PER CURIAM [Note: links and identification of key terms - in blue - are not part of the
Parties that “conduct full discovery, file motions going to the merits, and seek arbitration only on
the eve of trial” waive any contractual right to arbitration. In re Vesta Ins. Group, Inc., 192 S.W.3d
759, 764 (Tex. 2006). The relators here did none of those, instead merely discussing a potential
trial setting and sending a set of written discovery the day before moving to compel arbitration.
The trial court held the relators waived arbitration, and a divided court of appeals denied
mandamus relief. ___ S.W.3d ___. We disagree, and thus conditionally grant it. See In re
Weekley, 180 S.W.3d 127, 130 (Tex. 2005) (“Mandamus relief is proper to enforce arbitration
agreements governed by the FAA.”).
Fleetwood Enterprises, Inc., manufactures mobile homes. In January 2005 it signed a dealer
agreement with Gulf Regional Services, Inc., an owner and developer of mobile home parks in
southeast Texas that also sells and leases mobile homes. The agreement included an
arbitration clause covering “any dispute, controversy or claim among the Parties.” In August
2005 Fleetwood cancelled the agreement on the ground that Gulf was planning to sell or use
mobile homes at a location other than that specified in the dealer agreement.
After Gulf filed suit in October 2005, Fleetwood filed an answer demanding arbitration, but did
not actually move to compel arbitration until July 2006. Gulf opposed the motion on two grounds:
express waiver and unconscionability.
“[A] party waives an arbitration clause by substantially invoking the judicial process to the other
party’s detriment or prejudice.” Perry Homes v. Cull, ___ S.W.3d ___, ___ (Tex. 2007). Waiver
is a legal question for the court based on the totality of the circumstances, and asks whether a
party has substantially invoked the judicial process to an opponent’s detriment, the latter term
meaning inherent unfairness caused by “a party’s attempt to have it both ways by switching
between litigation and arbitration to its own advantage.” Id. at __.

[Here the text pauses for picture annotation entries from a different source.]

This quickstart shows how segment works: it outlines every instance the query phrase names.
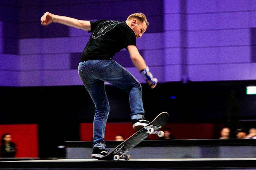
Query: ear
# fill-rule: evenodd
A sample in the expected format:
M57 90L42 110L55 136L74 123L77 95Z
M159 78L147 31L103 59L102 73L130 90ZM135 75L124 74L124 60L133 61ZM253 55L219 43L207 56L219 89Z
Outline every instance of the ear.
M132 26L134 26L134 25L135 25L135 23L136 23L137 22L137 21L136 21L136 20L134 20L132 21Z

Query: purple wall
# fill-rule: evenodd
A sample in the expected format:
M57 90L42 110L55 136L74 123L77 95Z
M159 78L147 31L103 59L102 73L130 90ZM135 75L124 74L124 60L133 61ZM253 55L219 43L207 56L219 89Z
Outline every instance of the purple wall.
M40 25L46 11L80 20L124 21L144 13L137 46L160 82L256 78L256 1L16 0L0 2L0 86L82 85L77 71L87 31ZM144 81L122 51L114 57Z

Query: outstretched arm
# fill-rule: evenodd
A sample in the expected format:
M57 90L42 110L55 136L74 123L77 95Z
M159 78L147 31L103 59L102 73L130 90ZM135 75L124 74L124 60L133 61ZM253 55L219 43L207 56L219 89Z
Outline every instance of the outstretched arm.
M70 27L90 31L91 23L89 21L78 20L65 16L58 16L46 12L41 17L41 25L48 25L53 22L61 23Z
M144 59L140 54L137 47L134 45L128 45L127 49L134 65L140 71L150 88L154 88L157 84L157 79L153 77L152 74L149 71L148 67L147 66Z

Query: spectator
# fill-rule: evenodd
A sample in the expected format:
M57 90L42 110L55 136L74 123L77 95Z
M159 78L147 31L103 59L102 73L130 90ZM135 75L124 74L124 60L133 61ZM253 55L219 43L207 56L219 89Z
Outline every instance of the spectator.
M244 128L238 129L236 130L237 139L246 139L247 133Z
M10 133L4 134L1 138L0 157L14 158L17 151L17 147L12 142L12 136Z
M256 139L256 128L251 128L249 130L249 134L247 139Z
M120 134L117 134L115 137L115 141L124 141L124 138L122 135Z
M160 139L160 140L172 140L176 139L172 135L172 129L170 128L166 127L163 129L162 131L164 133L164 135Z
M228 127L224 127L220 131L220 139L230 139L230 129Z

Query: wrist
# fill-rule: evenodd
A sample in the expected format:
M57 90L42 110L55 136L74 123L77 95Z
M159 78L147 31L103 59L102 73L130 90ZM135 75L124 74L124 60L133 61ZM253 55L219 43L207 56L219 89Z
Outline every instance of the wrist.
M52 15L52 22L53 22L54 20L54 14Z

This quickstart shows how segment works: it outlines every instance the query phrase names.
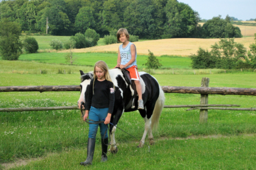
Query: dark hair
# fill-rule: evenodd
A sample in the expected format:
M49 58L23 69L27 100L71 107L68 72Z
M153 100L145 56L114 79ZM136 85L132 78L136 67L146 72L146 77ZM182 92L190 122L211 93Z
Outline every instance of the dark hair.
M120 37L120 36L123 34L123 33L125 33L125 35L126 36L128 41L129 40L130 36L129 33L128 33L128 31L127 31L126 28L120 28L117 33L117 38L118 42L120 42L120 41L119 40L119 38Z

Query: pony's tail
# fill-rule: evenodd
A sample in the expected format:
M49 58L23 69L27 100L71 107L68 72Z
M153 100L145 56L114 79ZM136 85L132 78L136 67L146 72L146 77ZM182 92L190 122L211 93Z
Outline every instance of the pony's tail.
M155 103L153 114L151 117L151 129L152 129L154 127L155 129L156 129L158 127L160 116L161 115L164 107L165 99L164 93L162 89L162 87L159 86L159 96Z

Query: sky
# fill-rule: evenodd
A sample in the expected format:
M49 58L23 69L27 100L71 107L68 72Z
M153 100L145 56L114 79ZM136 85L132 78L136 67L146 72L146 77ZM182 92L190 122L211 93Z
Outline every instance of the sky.
M256 18L256 0L178 0L197 11L201 19L210 19L227 15L239 20Z

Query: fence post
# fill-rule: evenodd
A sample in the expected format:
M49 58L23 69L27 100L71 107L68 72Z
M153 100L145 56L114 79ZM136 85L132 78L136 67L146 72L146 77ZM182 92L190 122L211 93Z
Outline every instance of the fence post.
M202 78L202 82L201 82L201 87L209 87L209 83L210 79L207 77L203 77ZM208 95L201 94L200 104L208 104ZM202 109L200 110L200 115L199 122L201 124L207 123L207 119L208 118L208 110Z

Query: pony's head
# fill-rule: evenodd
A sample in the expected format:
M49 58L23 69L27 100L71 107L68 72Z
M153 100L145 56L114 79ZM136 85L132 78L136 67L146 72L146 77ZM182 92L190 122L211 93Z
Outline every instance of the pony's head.
M80 97L77 101L77 105L79 109L85 109L85 102L86 100L88 93L89 92L89 86L90 86L90 80L93 78L93 73L89 72L88 73L84 73L82 71L80 71L81 74L81 83L80 83Z

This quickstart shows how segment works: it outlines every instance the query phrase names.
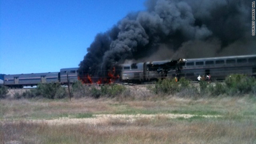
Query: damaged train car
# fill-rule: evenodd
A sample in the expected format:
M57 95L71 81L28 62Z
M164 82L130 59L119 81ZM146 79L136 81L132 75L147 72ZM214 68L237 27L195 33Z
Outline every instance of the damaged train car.
M165 60L123 64L122 80L126 82L140 83L156 81L174 75L179 77L186 60Z

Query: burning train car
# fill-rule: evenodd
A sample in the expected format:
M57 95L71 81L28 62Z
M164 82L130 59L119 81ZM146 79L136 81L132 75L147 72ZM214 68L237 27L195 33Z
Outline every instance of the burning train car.
M86 84L119 82L141 83L160 79L184 77L196 80L199 76L210 74L213 80L222 80L231 74L256 76L256 55L165 60L114 64L104 76L94 76L78 68L63 68L60 72L6 75L4 85L21 88L39 83L60 83L65 85L81 80Z

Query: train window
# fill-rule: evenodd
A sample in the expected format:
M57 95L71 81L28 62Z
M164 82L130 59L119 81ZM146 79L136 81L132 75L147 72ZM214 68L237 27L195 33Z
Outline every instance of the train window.
M196 62L196 65L204 65L204 62Z
M256 62L256 58L250 58L248 59L249 62Z
M194 66L194 62L187 62L186 65L187 66Z
M205 64L213 64L214 62L213 61L205 62Z
M236 62L236 60L227 60L226 62L227 64L234 63Z
M131 65L131 66L132 67L132 69L138 69L138 66L137 66L137 65L136 65L136 63L132 64Z
M194 73L188 73L186 74L187 76L194 76Z
M237 59L238 63L242 63L247 62L247 60L245 58Z
M224 60L216 60L215 61L215 63L216 64L224 64Z

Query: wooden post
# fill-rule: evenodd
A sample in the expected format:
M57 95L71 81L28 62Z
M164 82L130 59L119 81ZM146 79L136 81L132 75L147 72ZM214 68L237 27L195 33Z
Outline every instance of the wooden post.
M69 79L68 79L68 72L67 72L67 80L68 81L68 94L69 94L69 100L71 101L71 94L70 93L70 89L69 88Z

Gulf argues that Fleetwood expressly waived arbitration, pointing to several emails from
Fleetwood’s counsel regarding a proposed trial setting, culminating in the following:
I have reviewed the Setting Request and would ask that we try to get a setting in March . . . .
Given the documentation I received last week and the work we need to do as a result of those
documents, Fleetwood is not going to be in a position to try this case in December. If you are
agreeable to this, we could sign an agreed Setting Request, otherwise, I will have to oppose the
request after you submit it and request a later setting.
We need not decide whether Gulf is correct that express waiver is governed by different rules
than those that govern implied waiver, as we disagree that this rises to the level of an express
waiver. Nothing in this communication expressly waives arbitration or revokes the arbitration
demand Fleetwood included in every answer it filed.
Instead, the question here is whether Fleetwood impliedly waived arbitration by failing to pursue
its arbitration demand for eight months while discussing a trial setting and allowing limited
discovery. We have already answered that question “No.” In EZ Pawn Corp. v. Mancias, we held
a party had not waived arbitration by filing an answer, discussing a docket-control order,
sending written discovery, noticing a deposition, and agreeing to postpone a trial setting. 934 S.
W.2d 87, 90 (Tex. 1996). Gulf points out correctly that the movant in EZ Pawn had not yet
“discovered” the arbitration clause until after these actions had already taken place. Id. at 89.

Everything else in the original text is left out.